"Reining is communication between horse and rider employing the principles of classical horsemanship to create an art form that is pleasing to watch."
--Bob Loomis, professional reining horse trainer.
Reining is recognized internationally as an equine sport of great significance that appeals to participants and spectators alike. The combination of speed and power maneuvers with amazing control and finesse makes the sport fascinating to watch. The NRHA judging system allows spectators to closely follow the determination of the winners while being entertained by breathtaking performances.
The Art of Reining
Reining is a judged event designed to show the athletic ability of a ranch type horse in the confines of a show arena. In reining competition, contestants are required to run one of several approved patterns. Each pattern includes small slow circles, large fast circles, flying lead changes, rollbacks over the hocks, 360 degree spins done in place, and the exciting sliding stops that are the hallmark of the reining horse.
The National Reining Horse Association has ten approved reining patterns. All NRHA patterns are divided into seven or eight maneuvers. The NRHA Handbook describes the maneuvers required of a reining horse are as follows:
Walk-in: The walk-in brings the horse from the gate to the center of the arena to begin its pattern. The horse should appear relaxed and confident. Any action, which may create the appearance of intimidation including starting and stopping, or checking is a fault which shall be marked down according to severity in the first maneuver score.
Sliding Stops: Sliding Stops are the act of slowing the horse from a lope to a stop position by bringing the hind legs under the horse in a locked position sliding on the hind feet. The horse should enter the stop position by bending the back, bringing the hind legs further under the body while maintaining forward motion, ground contact and cadence with the front legs. Throughout the stop, the horse should continue in a straight line while maintaining ground contact with the hind feet.
Spins: Spins are a series of 360-degree turns, executed over a stationary (inside) hind leg. Propulsion for the spin is supplied by the outside rear leg and front legs, and contact should be maintained with the ground by a front leg. The location of hindquarters should be fixed at the start of the spin and maintained throughout the maneuver.
Rollbacks: Rollbacks are the 180 degree reversal of forward motion completed by running to a sliding stop, rolling (turning) the shoulders back to the opposite direction, over the hocks, and departing in a canter, as one continuous motion.
Circles: Circles are maneuvers at the lope, of designated size and speed, which demonstrate control, the horse's willingness to be guided, and degree of difficulty in speed and speed changes. Circles must at all times be run in the geographical area of the arena specified in the pattern description and must have a common center point. The differences in size and speed of the circles must be clearly defined according to the designated pattern.

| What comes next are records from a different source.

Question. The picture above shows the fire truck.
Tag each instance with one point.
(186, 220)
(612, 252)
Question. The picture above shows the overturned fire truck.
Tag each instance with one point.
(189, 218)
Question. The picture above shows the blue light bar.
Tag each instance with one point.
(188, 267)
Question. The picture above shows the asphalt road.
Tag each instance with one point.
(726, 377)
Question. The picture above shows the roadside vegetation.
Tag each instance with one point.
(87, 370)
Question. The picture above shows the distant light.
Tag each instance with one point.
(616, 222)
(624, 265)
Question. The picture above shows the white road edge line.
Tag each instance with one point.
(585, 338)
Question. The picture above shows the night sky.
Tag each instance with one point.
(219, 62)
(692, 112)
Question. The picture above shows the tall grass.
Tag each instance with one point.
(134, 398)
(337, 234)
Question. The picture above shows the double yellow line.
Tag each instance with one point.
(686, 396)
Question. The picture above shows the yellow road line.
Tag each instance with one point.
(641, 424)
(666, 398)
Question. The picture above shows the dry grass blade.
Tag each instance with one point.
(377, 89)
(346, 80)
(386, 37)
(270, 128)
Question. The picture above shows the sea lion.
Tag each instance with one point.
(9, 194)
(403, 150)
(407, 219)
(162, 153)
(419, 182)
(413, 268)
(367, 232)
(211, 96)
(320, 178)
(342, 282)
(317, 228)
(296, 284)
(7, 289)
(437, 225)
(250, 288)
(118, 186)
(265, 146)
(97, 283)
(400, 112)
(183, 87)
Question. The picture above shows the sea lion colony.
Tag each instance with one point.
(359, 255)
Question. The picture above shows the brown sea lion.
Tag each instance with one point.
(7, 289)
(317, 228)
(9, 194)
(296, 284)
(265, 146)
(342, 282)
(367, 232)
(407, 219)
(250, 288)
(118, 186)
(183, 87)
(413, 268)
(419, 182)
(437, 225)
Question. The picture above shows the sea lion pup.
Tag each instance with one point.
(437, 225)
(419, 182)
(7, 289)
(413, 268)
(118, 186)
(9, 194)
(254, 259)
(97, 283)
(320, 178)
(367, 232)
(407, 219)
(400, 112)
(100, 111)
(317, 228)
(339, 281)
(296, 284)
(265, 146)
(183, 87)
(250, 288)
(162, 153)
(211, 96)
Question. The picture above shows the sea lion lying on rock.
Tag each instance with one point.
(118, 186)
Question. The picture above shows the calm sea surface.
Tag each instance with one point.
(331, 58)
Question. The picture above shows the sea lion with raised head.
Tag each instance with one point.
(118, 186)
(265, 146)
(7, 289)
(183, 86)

Backups: A backup is a maneuver requiring the horse to be moved in a reverse motion in a straight line for a required distance; at least 10 feet.
Hesitate: To hesitate is the act of demonstrating the horse's ability to stand in a relaxed manner at a designated time in a pattern. In a hesitation, the horse should remain motionless and relaxed. All NRHA patterns require a hesitation at the end of the pattern to demonstrate to the judges the completion of the pattern.
Lead Changes: Lead changes are the act of changing the leading legs of the front and rear pairs of legs, at a lope. The lead change must be executed at a lope with no change of gait or speed and be performed in the exact position in the arena specified in the pattern description. The change of front and rear leads must take place within the same stride to avoid penalty.
Run Downs and Run-arounds: Run downs are runs through the middle of the arena and runs from the center of the arena to the end. Run-arounds are runs along the side and around the end of the arena. Both the run down and run-arounds should demonstrate control and a gradual increase in speed to the stop.
In scoring, credit is given for smoothness, finesse, attitude, quickness and authority when performing the various maneuvers. Although reining is not a timed event, controlled speed raises the difficulty level and makes the reining horse more exciting to watch.